Çanakkale'den döneli iki haftayı aştı.. Dönüşte yol boyu
dinledim.. Sonra bir daha çıkaramadım arabamın müzik setinden..
Hâlâ o dönüyor.. Sevgili yeğenlerim Serpil'e geldikleri için,
durmadan Tuzla'ya gidip geliyorum. Uzun yolu kısaltıyor..
Bir daha.. Bir daha.. Defalarca..
Nasıl mı geldi bana albüm?.
Çanakkale'deki o muhteşem "Üç Tenor" konserinden sonra, size
anlattım, o şirin ve lezzetli sahil lokantasında (Yalova) dünya
keyiflisi bir yemekte buluşturdu bizi organizasyon.. Bizim
tenorların sadece sesleri değil, sohbetleri de müthiştir.
Kahkahalar arasında geçerken gece, yanımda birini hissettim.

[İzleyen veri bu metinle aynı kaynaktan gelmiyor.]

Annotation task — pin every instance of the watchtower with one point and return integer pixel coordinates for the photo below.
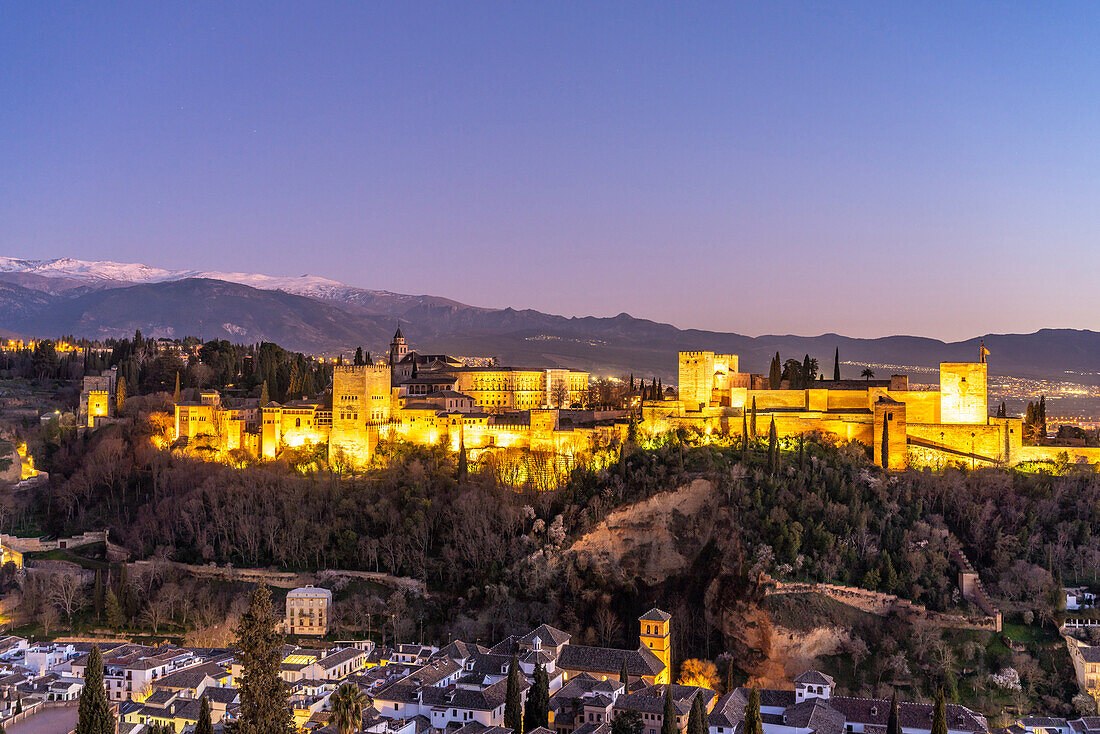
(656, 634)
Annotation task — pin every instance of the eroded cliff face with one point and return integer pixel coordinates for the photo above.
(660, 541)
(653, 539)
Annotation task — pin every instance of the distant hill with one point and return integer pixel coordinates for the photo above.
(318, 315)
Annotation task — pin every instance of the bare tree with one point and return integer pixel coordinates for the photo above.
(47, 616)
(66, 592)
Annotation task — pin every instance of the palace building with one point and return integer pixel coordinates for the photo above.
(424, 398)
(902, 425)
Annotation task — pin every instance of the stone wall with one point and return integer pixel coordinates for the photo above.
(881, 604)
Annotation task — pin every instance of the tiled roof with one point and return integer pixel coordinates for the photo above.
(814, 678)
(815, 714)
(655, 615)
(549, 636)
(609, 660)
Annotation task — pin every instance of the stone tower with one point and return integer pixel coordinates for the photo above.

Ayakta duruyor. Hiç görmediğim biri..
"Ben Hakan Ali Toker" dedi..
"Bu albümü size vermek istiyorum.."
Sohbeti bölmemek için lafı uzatmadım.
Teşekkür edip aldım.. Hiç dikkati çekmesin, kimse "Bu ne" diye
merak etmesin" diye sanki özel hazırlanmış, soluk bir kapak. Fazla
bakmadan tabağımın kenarına koydum. Genç adam da yandaki masada
dostlarıyla yemek yiyormuş meğer.. Gitti, az öteye oturdu..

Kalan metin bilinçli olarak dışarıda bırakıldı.